As a member of the Imperial Court Council, Lamberg devoted himself to foreign policy. From 1644 he was one of the Imperial envoys in Osnabrück, where peace negotiations to end the Thirty Years' War began. While Sweden was then trying to reverse the outcome of the war by invading Moravia and later Prague, Lamberg completed a series of difficult negotiations with Swedish Chancellor Axel Oxenstierna. Lamberg was the co-author and signatory of the final peace treaty known as the Peace of Westphalia.

===Career at court===
After returning to Vienna, he became the highest chamberlain of Archduke Leopold in 1650, and the following year he was appointed Oberhofmeister to the future Empress, Eleonora Gonzaga von Mantua-Nevers, the third wife of Emperor Ferdinand III. He was sent to Mantua, where he represented the Emperor during the marriage by proxy on 2 March 1651 and then accompanied Eleonora Gonzaga with her entourage to her marriage in Vienna on 2 April.

In 1655 he was appointed a Knight of the Order of the Golden Fleece. In 1657, he was sent to Madrid, where for 7 years he defended as Ambassador the interests of the Austrian Habsburgs. As a favorite of the imperial court, he received ample financial resources for his representation.

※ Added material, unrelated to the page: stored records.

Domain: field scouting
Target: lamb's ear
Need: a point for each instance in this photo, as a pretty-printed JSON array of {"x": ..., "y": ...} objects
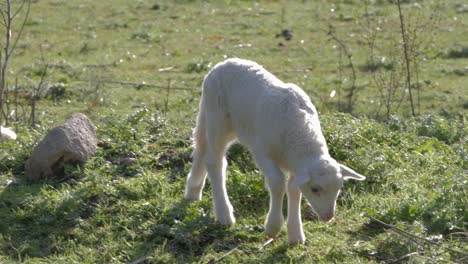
[
  {"x": 299, "y": 181},
  {"x": 351, "y": 174}
]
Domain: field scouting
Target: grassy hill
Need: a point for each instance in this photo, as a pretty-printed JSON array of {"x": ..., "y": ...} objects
[{"x": 135, "y": 68}]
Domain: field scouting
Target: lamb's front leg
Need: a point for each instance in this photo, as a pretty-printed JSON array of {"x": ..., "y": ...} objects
[
  {"x": 276, "y": 185},
  {"x": 294, "y": 225}
]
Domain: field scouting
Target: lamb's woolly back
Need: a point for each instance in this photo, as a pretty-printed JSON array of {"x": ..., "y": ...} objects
[
  {"x": 261, "y": 106},
  {"x": 7, "y": 133}
]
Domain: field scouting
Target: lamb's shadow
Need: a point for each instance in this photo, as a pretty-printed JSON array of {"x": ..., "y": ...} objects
[{"x": 186, "y": 234}]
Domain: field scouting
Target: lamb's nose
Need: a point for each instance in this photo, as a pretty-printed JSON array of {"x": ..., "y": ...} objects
[{"x": 328, "y": 217}]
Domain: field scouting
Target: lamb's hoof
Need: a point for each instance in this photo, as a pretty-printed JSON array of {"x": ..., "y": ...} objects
[
  {"x": 272, "y": 229},
  {"x": 294, "y": 240},
  {"x": 226, "y": 220},
  {"x": 192, "y": 196}
]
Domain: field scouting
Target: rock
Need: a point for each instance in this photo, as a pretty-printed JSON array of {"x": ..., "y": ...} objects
[
  {"x": 73, "y": 141},
  {"x": 7, "y": 134}
]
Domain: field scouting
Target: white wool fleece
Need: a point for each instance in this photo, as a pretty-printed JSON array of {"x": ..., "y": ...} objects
[{"x": 279, "y": 124}]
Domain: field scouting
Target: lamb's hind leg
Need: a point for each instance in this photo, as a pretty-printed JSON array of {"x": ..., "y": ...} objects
[
  {"x": 294, "y": 225},
  {"x": 197, "y": 176},
  {"x": 219, "y": 135}
]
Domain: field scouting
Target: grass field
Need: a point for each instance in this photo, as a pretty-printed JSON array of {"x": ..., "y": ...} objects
[{"x": 135, "y": 68}]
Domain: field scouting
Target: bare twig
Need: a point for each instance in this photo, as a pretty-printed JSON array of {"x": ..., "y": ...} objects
[
  {"x": 139, "y": 260},
  {"x": 403, "y": 257},
  {"x": 350, "y": 96},
  {"x": 212, "y": 261},
  {"x": 140, "y": 85},
  {"x": 268, "y": 242},
  {"x": 409, "y": 235},
  {"x": 406, "y": 51}
]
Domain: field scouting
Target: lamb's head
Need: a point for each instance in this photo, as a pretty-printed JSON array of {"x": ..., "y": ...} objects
[{"x": 320, "y": 181}]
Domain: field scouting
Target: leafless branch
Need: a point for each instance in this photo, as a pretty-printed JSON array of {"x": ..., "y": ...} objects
[
  {"x": 22, "y": 26},
  {"x": 415, "y": 237}
]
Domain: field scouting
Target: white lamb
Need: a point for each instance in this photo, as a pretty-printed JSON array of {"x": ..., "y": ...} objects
[
  {"x": 278, "y": 122},
  {"x": 7, "y": 134}
]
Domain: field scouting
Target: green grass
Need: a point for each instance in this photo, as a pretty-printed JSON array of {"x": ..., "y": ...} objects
[{"x": 126, "y": 203}]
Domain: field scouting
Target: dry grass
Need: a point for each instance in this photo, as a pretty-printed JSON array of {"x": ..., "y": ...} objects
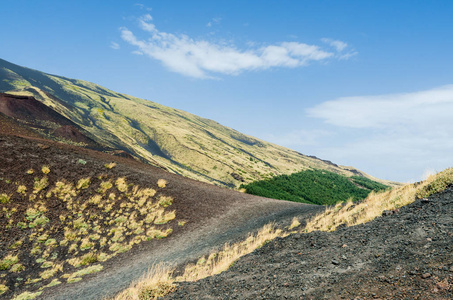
[
  {"x": 161, "y": 183},
  {"x": 100, "y": 217},
  {"x": 160, "y": 280},
  {"x": 157, "y": 282},
  {"x": 218, "y": 262},
  {"x": 350, "y": 213},
  {"x": 110, "y": 165}
]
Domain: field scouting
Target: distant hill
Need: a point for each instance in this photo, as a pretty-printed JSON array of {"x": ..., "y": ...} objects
[
  {"x": 314, "y": 187},
  {"x": 181, "y": 142}
]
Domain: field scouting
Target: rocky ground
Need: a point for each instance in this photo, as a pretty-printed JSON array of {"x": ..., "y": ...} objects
[
  {"x": 213, "y": 216},
  {"x": 405, "y": 254}
]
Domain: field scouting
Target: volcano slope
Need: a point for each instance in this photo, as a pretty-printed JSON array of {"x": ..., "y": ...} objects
[
  {"x": 66, "y": 237},
  {"x": 404, "y": 254}
]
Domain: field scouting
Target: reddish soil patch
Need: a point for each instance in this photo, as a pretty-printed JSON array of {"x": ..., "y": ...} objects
[
  {"x": 39, "y": 120},
  {"x": 214, "y": 215}
]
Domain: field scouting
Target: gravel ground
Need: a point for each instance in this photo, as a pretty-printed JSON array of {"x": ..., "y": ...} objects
[{"x": 406, "y": 254}]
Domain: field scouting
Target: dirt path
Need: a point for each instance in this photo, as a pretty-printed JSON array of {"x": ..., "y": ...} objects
[
  {"x": 214, "y": 215},
  {"x": 407, "y": 254},
  {"x": 236, "y": 224}
]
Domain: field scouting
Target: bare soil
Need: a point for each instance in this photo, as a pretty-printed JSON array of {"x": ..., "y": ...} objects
[
  {"x": 406, "y": 254},
  {"x": 214, "y": 215}
]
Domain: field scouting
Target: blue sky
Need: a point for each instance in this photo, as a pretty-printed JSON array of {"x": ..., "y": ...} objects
[{"x": 361, "y": 83}]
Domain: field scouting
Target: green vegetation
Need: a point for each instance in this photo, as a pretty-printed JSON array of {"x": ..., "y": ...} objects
[
  {"x": 98, "y": 218},
  {"x": 314, "y": 186},
  {"x": 179, "y": 141}
]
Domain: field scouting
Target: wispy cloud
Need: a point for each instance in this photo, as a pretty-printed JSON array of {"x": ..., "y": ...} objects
[
  {"x": 213, "y": 22},
  {"x": 203, "y": 59},
  {"x": 298, "y": 138},
  {"x": 343, "y": 49},
  {"x": 143, "y": 7},
  {"x": 396, "y": 132},
  {"x": 114, "y": 45}
]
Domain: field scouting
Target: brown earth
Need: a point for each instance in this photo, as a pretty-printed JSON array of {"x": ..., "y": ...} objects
[
  {"x": 213, "y": 215},
  {"x": 405, "y": 254},
  {"x": 40, "y": 120}
]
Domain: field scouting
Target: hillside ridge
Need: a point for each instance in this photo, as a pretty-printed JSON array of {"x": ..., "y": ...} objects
[{"x": 181, "y": 142}]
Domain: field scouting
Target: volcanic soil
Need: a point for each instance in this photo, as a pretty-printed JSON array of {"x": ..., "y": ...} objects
[
  {"x": 405, "y": 254},
  {"x": 212, "y": 215}
]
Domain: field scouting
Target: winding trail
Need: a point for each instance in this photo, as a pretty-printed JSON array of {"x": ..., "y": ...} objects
[{"x": 179, "y": 249}]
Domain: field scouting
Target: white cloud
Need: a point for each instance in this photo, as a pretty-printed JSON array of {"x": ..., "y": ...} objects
[
  {"x": 424, "y": 110},
  {"x": 213, "y": 22},
  {"x": 202, "y": 59},
  {"x": 339, "y": 45},
  {"x": 114, "y": 45},
  {"x": 297, "y": 138},
  {"x": 143, "y": 7},
  {"x": 397, "y": 136}
]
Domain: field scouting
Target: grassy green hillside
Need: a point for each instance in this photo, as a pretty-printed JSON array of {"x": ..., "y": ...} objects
[
  {"x": 314, "y": 186},
  {"x": 179, "y": 141}
]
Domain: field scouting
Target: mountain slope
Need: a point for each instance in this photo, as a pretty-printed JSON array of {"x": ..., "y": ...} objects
[{"x": 181, "y": 142}]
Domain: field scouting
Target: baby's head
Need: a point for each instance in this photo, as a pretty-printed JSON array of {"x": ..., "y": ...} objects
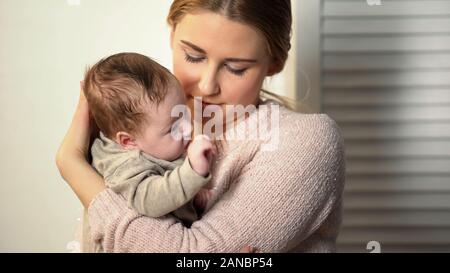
[{"x": 131, "y": 98}]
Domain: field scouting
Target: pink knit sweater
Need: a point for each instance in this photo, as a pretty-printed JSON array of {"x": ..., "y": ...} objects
[{"x": 287, "y": 200}]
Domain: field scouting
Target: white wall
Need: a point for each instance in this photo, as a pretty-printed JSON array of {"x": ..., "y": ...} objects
[{"x": 44, "y": 49}]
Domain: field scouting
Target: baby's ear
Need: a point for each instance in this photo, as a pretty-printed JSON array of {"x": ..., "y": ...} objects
[{"x": 126, "y": 140}]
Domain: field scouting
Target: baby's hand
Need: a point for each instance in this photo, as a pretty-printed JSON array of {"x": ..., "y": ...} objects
[
  {"x": 202, "y": 197},
  {"x": 201, "y": 153}
]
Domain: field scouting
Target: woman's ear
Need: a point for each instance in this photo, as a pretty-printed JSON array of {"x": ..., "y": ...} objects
[
  {"x": 126, "y": 140},
  {"x": 172, "y": 33},
  {"x": 273, "y": 69}
]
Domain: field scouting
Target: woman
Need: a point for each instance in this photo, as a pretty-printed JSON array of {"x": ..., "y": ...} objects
[{"x": 285, "y": 200}]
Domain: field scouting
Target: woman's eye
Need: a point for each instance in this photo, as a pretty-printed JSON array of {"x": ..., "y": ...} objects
[
  {"x": 237, "y": 72},
  {"x": 192, "y": 59}
]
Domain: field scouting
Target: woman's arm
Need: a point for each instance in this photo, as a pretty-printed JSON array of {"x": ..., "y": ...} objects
[
  {"x": 280, "y": 199},
  {"x": 71, "y": 157}
]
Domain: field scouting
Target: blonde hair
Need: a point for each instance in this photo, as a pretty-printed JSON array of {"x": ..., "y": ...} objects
[{"x": 272, "y": 18}]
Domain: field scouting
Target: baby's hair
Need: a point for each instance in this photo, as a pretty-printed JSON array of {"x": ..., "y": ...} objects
[{"x": 120, "y": 87}]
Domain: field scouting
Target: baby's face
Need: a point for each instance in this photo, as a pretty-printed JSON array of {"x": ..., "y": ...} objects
[{"x": 158, "y": 138}]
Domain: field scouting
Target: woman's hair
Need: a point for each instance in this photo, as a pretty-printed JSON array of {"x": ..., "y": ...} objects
[
  {"x": 119, "y": 87},
  {"x": 271, "y": 18}
]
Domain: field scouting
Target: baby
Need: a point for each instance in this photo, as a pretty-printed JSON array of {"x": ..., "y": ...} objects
[{"x": 141, "y": 150}]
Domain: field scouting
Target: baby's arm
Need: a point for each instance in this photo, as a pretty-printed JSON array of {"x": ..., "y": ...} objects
[{"x": 155, "y": 195}]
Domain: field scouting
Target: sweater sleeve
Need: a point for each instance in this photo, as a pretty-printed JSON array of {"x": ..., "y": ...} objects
[{"x": 278, "y": 201}]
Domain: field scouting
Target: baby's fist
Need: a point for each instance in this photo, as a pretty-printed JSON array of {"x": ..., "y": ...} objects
[{"x": 201, "y": 153}]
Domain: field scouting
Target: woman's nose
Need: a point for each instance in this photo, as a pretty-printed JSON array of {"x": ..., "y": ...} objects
[{"x": 208, "y": 83}]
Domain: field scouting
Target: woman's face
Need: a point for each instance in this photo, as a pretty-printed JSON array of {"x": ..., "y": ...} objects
[{"x": 222, "y": 61}]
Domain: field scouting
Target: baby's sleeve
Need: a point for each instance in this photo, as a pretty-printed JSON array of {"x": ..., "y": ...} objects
[{"x": 152, "y": 194}]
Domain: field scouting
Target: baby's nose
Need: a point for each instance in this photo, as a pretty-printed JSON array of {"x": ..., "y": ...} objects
[{"x": 186, "y": 129}]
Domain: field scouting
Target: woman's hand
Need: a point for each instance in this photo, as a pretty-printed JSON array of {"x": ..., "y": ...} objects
[{"x": 71, "y": 158}]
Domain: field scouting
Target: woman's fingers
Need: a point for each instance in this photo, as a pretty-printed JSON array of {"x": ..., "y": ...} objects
[
  {"x": 249, "y": 249},
  {"x": 77, "y": 138}
]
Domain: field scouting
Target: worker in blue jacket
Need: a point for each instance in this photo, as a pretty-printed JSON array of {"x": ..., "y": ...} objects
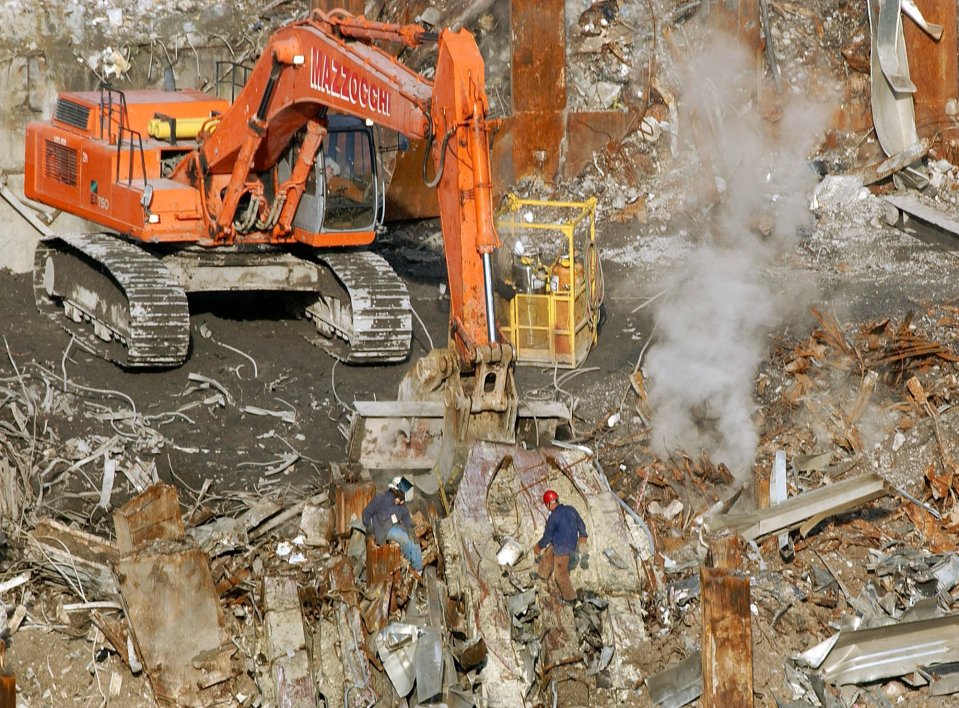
[
  {"x": 565, "y": 532},
  {"x": 388, "y": 518}
]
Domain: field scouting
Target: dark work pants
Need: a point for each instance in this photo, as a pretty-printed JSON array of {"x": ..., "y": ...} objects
[{"x": 549, "y": 562}]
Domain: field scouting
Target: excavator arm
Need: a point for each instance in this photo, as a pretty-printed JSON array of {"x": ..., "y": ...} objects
[{"x": 326, "y": 62}]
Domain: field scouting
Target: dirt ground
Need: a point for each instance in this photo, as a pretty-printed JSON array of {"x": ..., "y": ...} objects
[{"x": 835, "y": 294}]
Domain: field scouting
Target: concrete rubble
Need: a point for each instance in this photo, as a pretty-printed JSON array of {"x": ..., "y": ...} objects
[{"x": 824, "y": 572}]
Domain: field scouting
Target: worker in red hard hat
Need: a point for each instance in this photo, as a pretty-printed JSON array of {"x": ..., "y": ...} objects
[{"x": 565, "y": 533}]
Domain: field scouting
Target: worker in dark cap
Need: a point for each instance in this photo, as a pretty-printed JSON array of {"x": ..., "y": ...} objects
[
  {"x": 565, "y": 533},
  {"x": 388, "y": 518}
]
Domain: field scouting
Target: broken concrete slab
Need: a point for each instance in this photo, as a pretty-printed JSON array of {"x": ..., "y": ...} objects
[
  {"x": 175, "y": 617},
  {"x": 153, "y": 514},
  {"x": 500, "y": 495},
  {"x": 678, "y": 684}
]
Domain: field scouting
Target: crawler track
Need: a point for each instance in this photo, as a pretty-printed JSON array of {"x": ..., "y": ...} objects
[
  {"x": 120, "y": 302},
  {"x": 371, "y": 319}
]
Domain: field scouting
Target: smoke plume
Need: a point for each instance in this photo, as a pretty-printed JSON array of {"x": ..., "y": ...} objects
[{"x": 756, "y": 182}]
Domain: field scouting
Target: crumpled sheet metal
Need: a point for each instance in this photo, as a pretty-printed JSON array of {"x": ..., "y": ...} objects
[
  {"x": 893, "y": 112},
  {"x": 895, "y": 650},
  {"x": 892, "y": 88}
]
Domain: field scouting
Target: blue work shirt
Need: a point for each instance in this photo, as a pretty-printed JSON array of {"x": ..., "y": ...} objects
[
  {"x": 563, "y": 529},
  {"x": 382, "y": 514}
]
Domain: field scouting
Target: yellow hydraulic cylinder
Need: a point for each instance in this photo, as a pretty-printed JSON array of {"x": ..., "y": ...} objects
[{"x": 186, "y": 128}]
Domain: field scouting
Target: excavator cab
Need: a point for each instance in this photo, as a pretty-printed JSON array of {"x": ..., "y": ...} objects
[{"x": 345, "y": 190}]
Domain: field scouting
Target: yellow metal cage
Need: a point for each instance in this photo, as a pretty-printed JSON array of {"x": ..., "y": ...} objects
[{"x": 553, "y": 280}]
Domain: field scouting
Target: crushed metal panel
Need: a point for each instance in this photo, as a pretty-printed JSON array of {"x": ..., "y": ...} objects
[
  {"x": 792, "y": 513},
  {"x": 678, "y": 684},
  {"x": 407, "y": 196},
  {"x": 865, "y": 655},
  {"x": 893, "y": 111},
  {"x": 590, "y": 131},
  {"x": 909, "y": 206},
  {"x": 944, "y": 679},
  {"x": 350, "y": 498},
  {"x": 538, "y": 60},
  {"x": 408, "y": 435},
  {"x": 176, "y": 621}
]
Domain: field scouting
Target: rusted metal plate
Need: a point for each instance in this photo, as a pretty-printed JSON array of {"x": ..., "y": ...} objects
[
  {"x": 349, "y": 501},
  {"x": 539, "y": 56},
  {"x": 177, "y": 623},
  {"x": 727, "y": 639},
  {"x": 151, "y": 515},
  {"x": 381, "y": 561},
  {"x": 591, "y": 131},
  {"x": 932, "y": 65},
  {"x": 407, "y": 196}
]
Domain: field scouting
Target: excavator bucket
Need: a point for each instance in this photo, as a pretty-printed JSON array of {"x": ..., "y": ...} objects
[
  {"x": 410, "y": 435},
  {"x": 439, "y": 409}
]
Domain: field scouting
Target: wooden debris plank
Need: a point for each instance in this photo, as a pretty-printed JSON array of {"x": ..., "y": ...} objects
[
  {"x": 285, "y": 644},
  {"x": 78, "y": 558},
  {"x": 116, "y": 633},
  {"x": 153, "y": 514},
  {"x": 727, "y": 647}
]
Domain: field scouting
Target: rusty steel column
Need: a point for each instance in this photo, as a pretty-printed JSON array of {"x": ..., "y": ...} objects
[
  {"x": 532, "y": 139},
  {"x": 727, "y": 644},
  {"x": 932, "y": 65},
  {"x": 354, "y": 7}
]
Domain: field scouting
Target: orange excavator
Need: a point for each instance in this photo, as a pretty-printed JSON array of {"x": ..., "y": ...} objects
[{"x": 279, "y": 190}]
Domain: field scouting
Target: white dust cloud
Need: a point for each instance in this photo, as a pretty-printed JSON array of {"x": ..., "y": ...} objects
[{"x": 710, "y": 336}]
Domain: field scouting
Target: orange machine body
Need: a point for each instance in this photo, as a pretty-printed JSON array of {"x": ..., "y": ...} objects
[{"x": 95, "y": 157}]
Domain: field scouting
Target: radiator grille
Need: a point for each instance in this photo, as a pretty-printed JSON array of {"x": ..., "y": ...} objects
[
  {"x": 60, "y": 163},
  {"x": 72, "y": 113}
]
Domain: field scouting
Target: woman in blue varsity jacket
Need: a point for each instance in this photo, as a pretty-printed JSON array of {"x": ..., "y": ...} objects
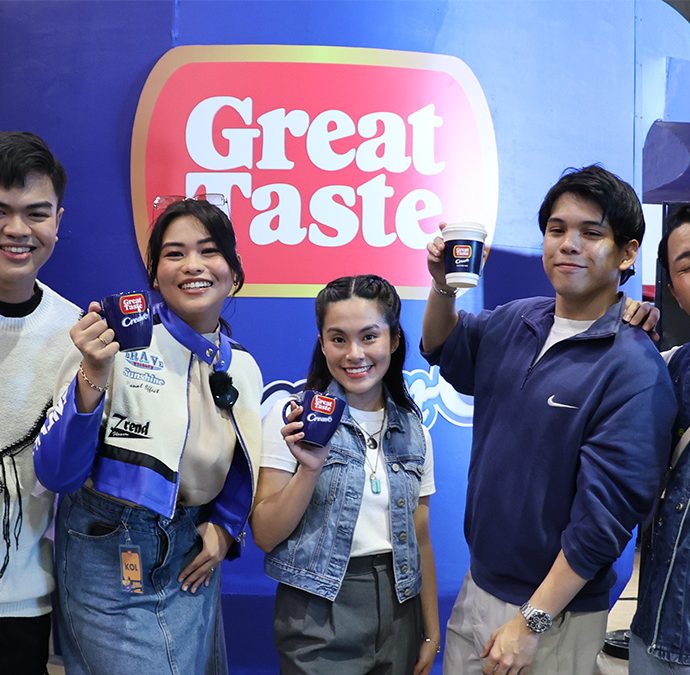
[
  {"x": 154, "y": 452},
  {"x": 346, "y": 527}
]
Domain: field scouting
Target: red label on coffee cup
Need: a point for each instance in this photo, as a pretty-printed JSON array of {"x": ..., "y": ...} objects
[
  {"x": 462, "y": 251},
  {"x": 134, "y": 303},
  {"x": 319, "y": 183},
  {"x": 323, "y": 404}
]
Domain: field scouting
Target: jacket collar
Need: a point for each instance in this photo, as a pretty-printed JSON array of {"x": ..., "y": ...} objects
[{"x": 204, "y": 349}]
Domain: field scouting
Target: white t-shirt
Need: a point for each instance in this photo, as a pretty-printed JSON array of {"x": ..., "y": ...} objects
[
  {"x": 561, "y": 330},
  {"x": 372, "y": 529}
]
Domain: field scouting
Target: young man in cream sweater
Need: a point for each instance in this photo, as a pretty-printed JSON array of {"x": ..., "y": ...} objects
[{"x": 34, "y": 325}]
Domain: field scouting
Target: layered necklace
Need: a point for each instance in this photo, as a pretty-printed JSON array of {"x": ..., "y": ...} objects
[{"x": 373, "y": 444}]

In 1662, he obtained for his family the hereditary post of the Erb-Stallmeister in Carniola, and similarly in 1675 he received the hereditary office of the highest chamberlain in Upper Austria. In the years 1661–1675, he was the highest chamberlain of Emperor Leopold I, and after the forced departure of Prince Wenzel Eusebius, Prince of Lobkowicz, he completed his career as the Emperor's Obersthofmeister and member of the secret state conference (1675–1682).

He is described in the literature as an honest and educated nobleman who was not inclined to scheming and, thanks to the long-term trust of Emperor Leopold I, he was one of the important figures of the Habsburg monarchy in the second half of the 17th century.

===Property conditions and family===
He inherited estates in Austria from his father, including Kitzbühel with Lebenberg Castle in the Tyrolean Alps, and took over the Amerang estate in Bavaria from his mother. In 1666, he inherited Steyr and Lamberg castle, which became later one of the most luxurious residences in Upper Austria. In 1678, he bought the Kunštát Castle in Moravia, which he immediately passed on to his son Kaspar Friedrich (1648–1686).

In 1635, he married Maria Judith Johanna Eleonora Rebekka von Würben und Freudenthal (1612–1690) in Vienna and had ten children with her. With a purposeful marriage policy, he created an influential aristocratic clan from his family, as five of his daughters married important figures of the Imperial Court. His sons also reached high positions, like his youngest son Johann Philipp von Lamberg (1651–1712), who became Cardinal and Prince-Bishop of Passau.

Johann Maximilian died in December 1682 and he and his wife are buried in the Augustinian Church, Vienna.

==Sources ==
- Ernst Heinrich Kneschke: Neues allgemeines deutsches Adels-Lexicon. Band 5, Voigt, Leipzig 1864, Page 357 (Digitalised).